Ciphertext-Policy Attribute-Based Signcryption With Verifiable Outsourced Designcryption for Sharing Personal Health Records
Author(s) -
Fuhu Deng,
Yali Wang,
Li Peng,
Hu Xiong,
Ji Geng,
Zhiguang Qin
Publication year - 2018
Publication title -
ieee access
Language(s) - English
Resource type - Journals
SCImago Journal Rank - 0.587
H-Index - 127
ISSN - 2169-3536
DOI - 10.1109/access.2018.2843778
Subject(s) - aerospace , bioengineering , communication, networking and broadcast technologies , components, circuits, devices and systems , computing and processing , engineered materials, dielectrics and plasmas , engineering profession , fields, waves and electromagnetics , general topics for engineers , geoscience , nuclear engineering , photonics and electrooptics , power, energy and industry applications , robotics and control systems , signal processing and analysis , transportation
Personal health record (PHR) is a patient-centric model of health information exchange, which greatly facilitates the storage, access, and share of personal health information.
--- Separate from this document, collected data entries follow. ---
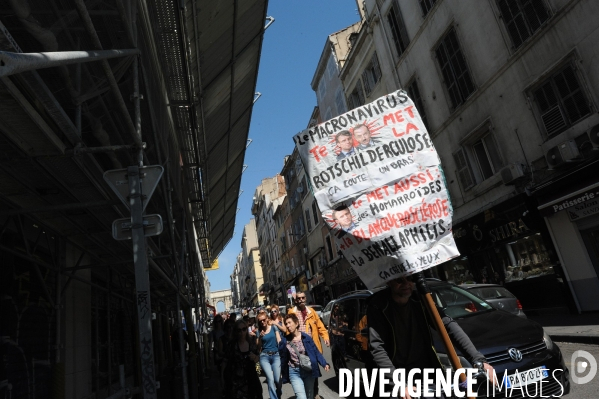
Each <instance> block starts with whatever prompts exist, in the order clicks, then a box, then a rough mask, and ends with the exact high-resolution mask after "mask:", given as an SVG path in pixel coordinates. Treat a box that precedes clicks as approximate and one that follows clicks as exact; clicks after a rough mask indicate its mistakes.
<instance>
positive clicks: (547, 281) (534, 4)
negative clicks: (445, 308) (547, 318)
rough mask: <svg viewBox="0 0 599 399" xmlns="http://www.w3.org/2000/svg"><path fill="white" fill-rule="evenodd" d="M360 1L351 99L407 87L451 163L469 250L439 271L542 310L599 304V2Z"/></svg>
mask: <svg viewBox="0 0 599 399" xmlns="http://www.w3.org/2000/svg"><path fill="white" fill-rule="evenodd" d="M524 3H526V4H524ZM357 4H358V6H359V7H360V10H361V14H362V16H363V20H362V22H361V24H360V28H359V30H357V31H356V32H352V34H351V35H349V36H348V38H347V40H348V43H349V51H348V54H347V56H346V57H345V60H344V63H343V65H342V67H341V68H340V71H339V79H340V80H341V82H342V85H343V88H344V91H345V96H346V103H347V107H348V109H352V108H354V107H356V106H358V105H361V104H364V103H367V102H369V101H372V100H374V99H375V98H378V97H380V96H381V95H384V94H386V93H389V92H391V91H394V90H397V89H399V88H403V89H404V90H406V91H407V92H408V94H409V95H410V97H411V98H412V100H413V101H414V102H415V104H416V107H417V109H418V111H419V113H420V115H421V117H422V118H423V120H424V123H425V125H426V126H427V129H428V131H429V135H430V136H431V138H432V139H433V141H434V143H435V146H436V148H437V151H438V152H439V156H440V160H441V164H442V167H443V170H444V172H445V177H446V180H447V186H448V189H449V192H450V195H451V200H452V205H453V210H454V228H453V230H454V236H455V238H456V242H457V245H458V249H459V250H460V252H461V254H462V256H461V257H460V258H458V259H456V260H454V261H452V262H448V263H446V264H443V265H441V266H439V267H437V268H435V269H434V270H433V271H432V272H433V273H434V275H436V276H438V277H439V278H441V279H444V280H449V281H453V282H456V283H461V282H468V281H476V282H479V283H480V282H497V283H501V284H505V286H506V287H508V288H509V289H510V290H511V291H512V292H514V293H515V294H516V295H517V296H518V297H519V298H520V299H521V301H522V302H523V304H524V306H525V308H526V307H528V308H529V309H539V310H542V309H547V308H549V309H555V308H564V309H565V308H569V310H570V311H573V312H576V311H592V310H597V309H598V306H599V304H597V302H596V301H594V300H593V299H592V297H593V294H594V292H596V290H597V289H599V279H598V278H597V275H598V273H599V263H598V259H599V257H598V254H599V241H598V238H597V237H598V236H599V233H598V229H599V227H598V226H599V208H598V207H597V203H596V202H597V199H596V197H595V196H596V195H599V194H598V193H597V192H596V191H597V190H596V187H597V186H599V182H598V181H597V180H598V178H597V174H596V173H593V171H596V169H597V164H596V162H597V155H599V151H597V148H598V147H599V146H598V144H597V142H598V137H597V132H598V131H599V126H598V123H599V115H597V93H598V90H597V89H598V88H599V81H598V76H599V74H598V73H597V66H596V65H594V64H593V63H592V62H591V61H590V60H592V59H593V58H594V57H595V56H596V53H597V51H598V50H597V46H595V45H594V43H596V41H597V35H598V34H597V30H596V25H597V24H596V21H595V20H594V18H593V15H596V14H597V11H598V9H597V7H598V5H597V4H596V3H594V2H592V1H565V0H539V1H534V2H522V1H518V0H497V1H492V0H490V1H451V0H437V1H435V0H406V1H397V0H365V1H358V2H357ZM315 87H316V88H315ZM313 88H315V91H317V90H318V89H319V86H318V85H314V80H313ZM321 98H322V99H327V98H330V94H329V95H320V94H319V93H318V92H317V99H318V101H319V107H320V106H321V104H320V100H321ZM323 105H326V107H327V109H328V107H329V105H328V104H325V102H324V101H323ZM321 109H322V108H321ZM323 120H324V119H323ZM327 283H328V282H327Z"/></svg>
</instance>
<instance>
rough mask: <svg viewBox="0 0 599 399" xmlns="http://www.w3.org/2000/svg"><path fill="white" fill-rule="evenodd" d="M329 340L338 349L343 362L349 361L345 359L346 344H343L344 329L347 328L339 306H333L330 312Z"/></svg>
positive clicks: (346, 326) (345, 355)
mask: <svg viewBox="0 0 599 399" xmlns="http://www.w3.org/2000/svg"><path fill="white" fill-rule="evenodd" d="M330 327H331V334H332V336H331V339H332V341H333V342H334V344H335V345H336V346H337V347H338V348H339V352H340V353H341V355H342V356H343V360H345V361H346V362H347V361H348V360H349V359H348V358H347V350H346V345H347V344H346V342H345V333H344V331H343V330H344V329H346V328H347V315H346V314H345V313H343V312H341V310H340V309H339V304H335V305H334V306H333V311H332V312H331V321H330Z"/></svg>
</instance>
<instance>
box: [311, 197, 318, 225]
mask: <svg viewBox="0 0 599 399" xmlns="http://www.w3.org/2000/svg"><path fill="white" fill-rule="evenodd" d="M312 215H314V227H316V226H317V225H318V204H317V203H316V201H313V202H312Z"/></svg>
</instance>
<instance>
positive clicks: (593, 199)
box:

In order to share the valuable resources and reduce the operational cost, the PHR service providers would like to store the PHR applications and health information data in the cloud. The private health information may be exposed to unauthorized organizations or individuals since the patient lost the physical control of their health information. Ciphertext-policy attribute-based signcryption is a promising solution to design a cloud-assisted PHR secure sharing system. It provides fine-grained access control, confidentiality, authenticity, and sender privacy of PHR data. However, a large number of pairing and modular exponentiation computations bring heavy computational overhead during designcryption process. In order to reconcile the conflict of high computational overhead and low efficiency in the designcryption process, an outsourcing scheme is proposed in this paper. In our scheme, the heavy computations are outsourced to ciphertext transformed server, only leaving a small computational overhead for the PHR user. At the same time, the extra communication overhead in our scheme is actually tolerable. Furthermore, theoretical analysis and the desired securing properties including confidentiality, unforgeability, and verifiability have been proved formally in the random oracle model. Experimental evaluation indicates that the proposed scheme is practical and feasible.